Senior Aerospace BWT, a UK-based manufacturer of low-pressure air ducting and air handling systems for aerospace, has grown its production capacity with the installation of 3D printers for the additive manufacturing of thermoplastic aircraft interior parts.
The company’s site in Macclesfield is now equipped with two industrial-grade Stratasys Fortus 450mc 3D printers, which will use aerospace-grade Ultem 9085 resin, following a testing and qualification programme to ensure its suitability for use in aircraft interior components.
Darren Butterworth, CEO, Senior Aerospace BWT, commented, “After two years of intensive R&D work, we have qualified the associated products and processes, which enable us to produce flight-ready parts quickly and cost-effectively for our customers. We now have the capability of deploying a robust, accurate, repeatable and traceable process – which is what the industry demands.”
The company states that the 3D printing technologies yield “significant savings” in terms of component weight, cost and lead-time, compared with the use of aluminium. For certain parts, Senior Aerospace BWT claims savings of as much as 75% – particularly for small order quantities.
“In many cases, minimum order quantities for off-the-shelf aluminium parts make traditional manufacturing simply unviable when we may only need a handful for one aircraft,” added Butterworth. “If you add to that the small, complex geometries of some parts, it just does not warrant the cost and time to CNC machine them in aluminium.”

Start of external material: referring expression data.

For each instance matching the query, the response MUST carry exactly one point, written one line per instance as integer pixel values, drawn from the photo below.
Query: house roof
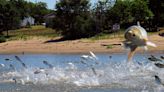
(50, 15)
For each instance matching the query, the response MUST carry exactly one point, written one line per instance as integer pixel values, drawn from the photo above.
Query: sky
(51, 3)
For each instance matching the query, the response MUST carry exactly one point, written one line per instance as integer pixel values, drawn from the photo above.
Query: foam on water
(139, 75)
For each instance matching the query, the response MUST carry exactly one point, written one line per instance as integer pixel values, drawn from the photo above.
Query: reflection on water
(73, 73)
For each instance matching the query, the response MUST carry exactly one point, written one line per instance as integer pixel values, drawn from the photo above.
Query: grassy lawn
(28, 33)
(119, 34)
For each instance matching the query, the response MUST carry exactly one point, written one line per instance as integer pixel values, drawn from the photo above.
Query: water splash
(139, 75)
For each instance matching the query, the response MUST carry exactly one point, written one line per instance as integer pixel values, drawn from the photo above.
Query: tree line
(78, 18)
(12, 12)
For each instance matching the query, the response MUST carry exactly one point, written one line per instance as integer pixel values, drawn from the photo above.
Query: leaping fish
(136, 36)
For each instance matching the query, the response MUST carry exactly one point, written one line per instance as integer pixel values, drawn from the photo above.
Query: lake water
(72, 73)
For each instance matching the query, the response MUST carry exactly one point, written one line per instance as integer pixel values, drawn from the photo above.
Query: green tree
(9, 16)
(127, 12)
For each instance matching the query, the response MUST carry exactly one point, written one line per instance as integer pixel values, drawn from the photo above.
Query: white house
(27, 20)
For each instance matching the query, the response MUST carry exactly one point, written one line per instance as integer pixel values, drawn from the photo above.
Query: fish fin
(131, 53)
(151, 44)
(93, 55)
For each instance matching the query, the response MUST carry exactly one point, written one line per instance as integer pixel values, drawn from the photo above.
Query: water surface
(71, 73)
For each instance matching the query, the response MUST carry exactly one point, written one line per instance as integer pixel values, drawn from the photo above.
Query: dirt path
(38, 45)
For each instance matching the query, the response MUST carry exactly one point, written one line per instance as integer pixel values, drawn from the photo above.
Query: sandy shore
(38, 45)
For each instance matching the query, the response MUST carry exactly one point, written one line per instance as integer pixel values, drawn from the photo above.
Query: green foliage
(73, 19)
(129, 11)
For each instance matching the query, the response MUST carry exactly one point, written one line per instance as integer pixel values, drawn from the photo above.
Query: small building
(49, 19)
(27, 21)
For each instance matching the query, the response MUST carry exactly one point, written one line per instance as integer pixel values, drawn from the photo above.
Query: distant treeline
(12, 12)
(77, 18)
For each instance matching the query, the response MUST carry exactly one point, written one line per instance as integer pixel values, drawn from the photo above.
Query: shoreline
(38, 46)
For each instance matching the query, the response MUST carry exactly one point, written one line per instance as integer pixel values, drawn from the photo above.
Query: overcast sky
(51, 3)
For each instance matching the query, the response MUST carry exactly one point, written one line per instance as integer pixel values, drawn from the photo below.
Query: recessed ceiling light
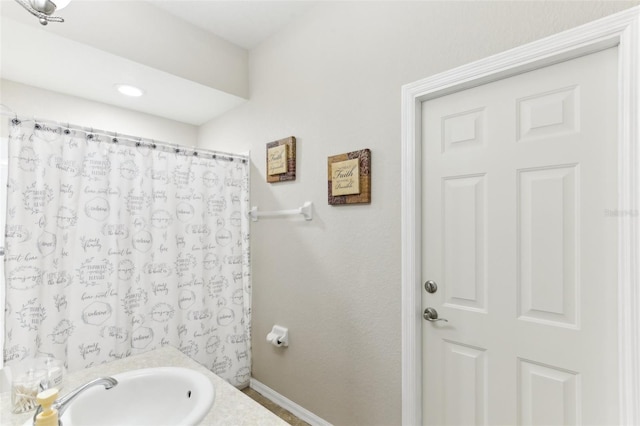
(61, 4)
(128, 90)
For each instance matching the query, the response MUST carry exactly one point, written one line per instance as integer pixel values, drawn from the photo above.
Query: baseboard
(287, 404)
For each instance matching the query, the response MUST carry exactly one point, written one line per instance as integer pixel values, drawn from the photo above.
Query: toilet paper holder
(279, 336)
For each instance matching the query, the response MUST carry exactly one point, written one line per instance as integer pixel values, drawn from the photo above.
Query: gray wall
(333, 80)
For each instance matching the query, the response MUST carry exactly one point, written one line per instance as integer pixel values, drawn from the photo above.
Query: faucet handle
(48, 416)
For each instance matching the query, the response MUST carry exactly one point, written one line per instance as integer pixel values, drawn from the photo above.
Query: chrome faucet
(63, 402)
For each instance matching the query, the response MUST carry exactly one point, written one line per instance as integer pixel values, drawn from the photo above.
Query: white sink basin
(151, 396)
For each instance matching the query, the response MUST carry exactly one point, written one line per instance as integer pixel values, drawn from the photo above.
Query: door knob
(431, 315)
(431, 286)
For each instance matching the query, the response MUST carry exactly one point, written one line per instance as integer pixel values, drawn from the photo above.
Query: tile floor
(274, 408)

Senior Aerospace BWT first began investigating the commercial viability of FDM 3D printing for interior aircraft parts over four years ago via a technical partnership with a service bureau. Through the collaboration, the company delivered its first duct incorporating a 3D-printed part for flight use on regional passenger jets in 2018. Since then, the company has supplied customers with hundreds of lightweight, flight-ready interior aircraft parts using FDM, often incorporating highly complex geometries.